# Dosing Calcium Chloride and Magnesium Sulfate



## jayrug (Oct 22, 2004)

I bought both the Calcium Chloride and Magnesium Sulfate off Greg.

Hoping someone can help this poor math challenged fellah.
I know it's a 4:1 ratio, but I can't find how to dose to raise the GH.

How much would I dose of both to raise the GH 1 degree in a 55 gallon tank?


----------



## ThomE (Aug 26, 2004)

Damn Jayrug,

That's a hard question. But I think I can help ya out a little ..



> about one gram of mixed calcium chloride and magnesium sulfate (mixed 6:7 by weight) will raise 10 gallons of water by 1 degree general hardness (1 dGH) and provide an ideal calcium to magnesium ratio (3:1)
> 
> by Kevin Zippel, Ph.D


So, you need 2.54 grams of CaCL2 & 2.96 grams of MgSO4 to raise 55 gallons 1dgh.

I use 3:1 for my tank and it hasn't cause any issues.

Good Luck


----------



## jayrug (Oct 22, 2004)

Wow thanks ThomE I didn't realize it would be so precise like that. I figured it would be something like 1tsp CaCL2 1/4tsp MgSO4..

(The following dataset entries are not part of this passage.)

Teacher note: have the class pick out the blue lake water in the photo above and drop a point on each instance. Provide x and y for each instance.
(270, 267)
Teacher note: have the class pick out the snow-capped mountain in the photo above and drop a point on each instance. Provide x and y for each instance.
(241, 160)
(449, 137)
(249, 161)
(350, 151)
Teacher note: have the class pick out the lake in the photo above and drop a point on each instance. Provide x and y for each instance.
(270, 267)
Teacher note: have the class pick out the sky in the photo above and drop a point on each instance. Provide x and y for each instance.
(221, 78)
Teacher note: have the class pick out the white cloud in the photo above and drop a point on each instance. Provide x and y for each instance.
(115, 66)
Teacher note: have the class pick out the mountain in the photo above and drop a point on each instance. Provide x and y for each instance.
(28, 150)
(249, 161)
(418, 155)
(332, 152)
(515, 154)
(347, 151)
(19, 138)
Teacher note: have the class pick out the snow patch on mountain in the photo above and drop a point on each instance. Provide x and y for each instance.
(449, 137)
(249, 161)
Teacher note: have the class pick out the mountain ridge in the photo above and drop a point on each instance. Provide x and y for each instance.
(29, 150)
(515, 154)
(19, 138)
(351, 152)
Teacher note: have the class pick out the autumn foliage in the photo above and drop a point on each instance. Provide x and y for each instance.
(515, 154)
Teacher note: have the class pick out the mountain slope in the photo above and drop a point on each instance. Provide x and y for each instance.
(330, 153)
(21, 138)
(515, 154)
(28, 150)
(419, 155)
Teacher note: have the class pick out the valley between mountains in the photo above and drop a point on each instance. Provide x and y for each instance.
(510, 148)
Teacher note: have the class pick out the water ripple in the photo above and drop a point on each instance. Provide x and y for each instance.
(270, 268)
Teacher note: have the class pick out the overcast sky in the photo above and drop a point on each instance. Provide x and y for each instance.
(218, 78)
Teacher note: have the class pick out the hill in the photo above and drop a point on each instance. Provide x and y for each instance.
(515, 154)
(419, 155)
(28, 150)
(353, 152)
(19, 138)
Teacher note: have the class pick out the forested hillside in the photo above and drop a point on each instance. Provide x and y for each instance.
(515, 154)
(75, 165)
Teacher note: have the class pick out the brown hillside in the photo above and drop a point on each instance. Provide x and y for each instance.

Time to break out the jewelers scale


----------



## Sven (Dec 3, 2002)

Sorry for reviving this old thread but how often are you dosing the calcium chloride now? 
I´m not to sure on the dosing of the CaCl, do you dose just once a week after WC? or every other day? Any tips would be much apreciated, I also have a 55g.


----------



## jayrug (Oct 22, 2004)

I just dose once a week after WC. 

The GH doesn't budge until i change the water.


----------



## Betowess (Dec 9, 2004)

ThomE said:


> Damn Jayrug,
> 
> That's a hard question. But I think I can help ya out a little ..
> 
> ...


So to get approximately 5dGH on a 50 gallon water change, would I need about 12.7 grams of CaCL2 and just under 15 grams of MgSO4? My tap GH is darn near zero.

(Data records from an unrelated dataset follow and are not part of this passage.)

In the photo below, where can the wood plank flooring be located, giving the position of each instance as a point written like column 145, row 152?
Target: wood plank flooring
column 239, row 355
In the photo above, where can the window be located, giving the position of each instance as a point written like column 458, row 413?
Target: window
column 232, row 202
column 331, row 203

I think I'm noticing a calcium deficiency and I am leaning toward ditching the oyster shells and trying to get more precise. I use epsom for Mg. And would you mix a batch of the two and then teaspoon it out into a water change prep tank. Because I have to use a prep tank to raise my soft pH to off gas CO2 - I have very soft well water which is in the low 5 pH out of the well's tap. By off gassing for a day or so I can get my pH up a little over a degree.But I'm still left with zip GH and KH. I usually add a little baking soda to bring up the KH too. Any help much roud: appreciated. bob


----------



## Hypancistrus (Oct 28, 2004)

That's WAY WAY too much magnesium. Most people either do a ratio of 3:1 calcium:magnesium or 4:1 calcium:magnesium.

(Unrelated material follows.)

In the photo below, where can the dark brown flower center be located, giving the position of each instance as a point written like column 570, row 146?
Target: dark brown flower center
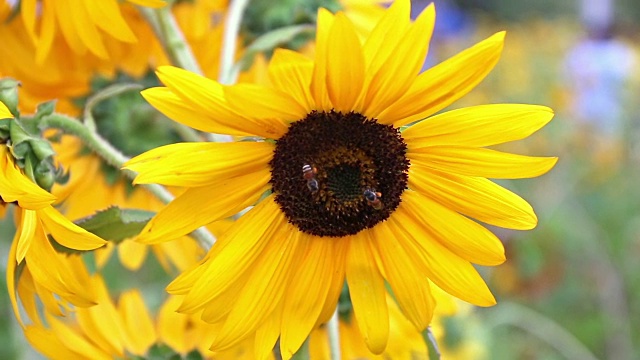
column 336, row 174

The numbers for a 4:1 ratio are:

For 1 dGH per gallon - 0.07939 grams CaCl2*2H2O, and 0.03327 grams MgSO4*7H2O (epsom salt).

So, to raise 50 gallons by 5 dGH, you want *19.85 grams of CaCl2**2H2O and *8.32 grams of MgSO4**7H2O.


----------



## ThomE (Aug 26, 2004)

*Note: this is from my experience and research on the web. 


HHmmm, this is a pretty tough question to really hit with the right answer.

I use a 3:1 ration, but I use RO/DI water. I also add seachem so that might help too.

But If I was going to raise 50 gallons 5 GH, I would add 11.54 CaCL2 and 13.46 Mg.

Now, this is the funny part

A) There are different types of CaCL2, so depending on what you add the results may vary. :icon_roll 

B) You could actually add too much CaCL2 or Mg, so I would get a calcium test kit and test them. When you know what your Ca & GH is, you can back in to what your Mg levels. (I'm a geek, so I like testing to give me a better feel for the tank) Just because your PH is 5 when it comes out, this could mean you have a crazy amount of GH, but no KH.  . Too make matters worse, if you have too much CaCL2 or Mg, this also cause Iron uptake issues. :icon_conf . I figured since I add K, NO3, and P all separately, I also have a solution of Ca and another bottle of Mg. But I really only test my GH once every three weeks when I do water changes. Quick note: I tore out all my quick growing plants and now my tank consist of slower growing plants. This allows me to do water changes once every 3 weeks (I've only had this set up for 2-3 mths, so it's still in the 'test' phase)

C) The good news is this is a fish tank, not rocket science. Don't worry about getting exact measurement. The tank will accept a nice margin of error too. 

Hope this helps :icon_bigg


----------



## Betowess (Dec 9, 2004)

Thanks Thom, and Thanks Hypancistrus,

My Calcium Chloride is the stuff Gregg Watson sells. My well water is fairly near zero GH and KH according to AP tests. Not sure wether to do 4:1 or 3:1 ratio.  Maybe I'll split the difference. I see some white residue on the top of the change tank, so there is probably some calcium in the water, just not much. But like you said, there is a margin for error. And my tanks always experience some large margins of error thanks to me, from time to time.

Any recomendations on preferred calcium tests? Thanks again. bob


----------



## dataguru (May 19, 2004)

Found this old thread via a google search, so I thought I'd resurrect it since I'm working on a calculator for reconstituting RO water.

Can anyone double check my calculations?
I've double checked the dose and resulting ppm of ca, mg, and K on APC's fertilator. 

However, my doses don't match the shortcut from this thread 


> The numbers for a 4:1 ratio are:
> For 1 dGH per gallon - 0.07939 grams CaCl2*2H2O, and 0.03327 grams MgSO4*7H2O (epsom salt).


My spreadsheet is here:
http://thegab.org/Betty/Calc.xls


----------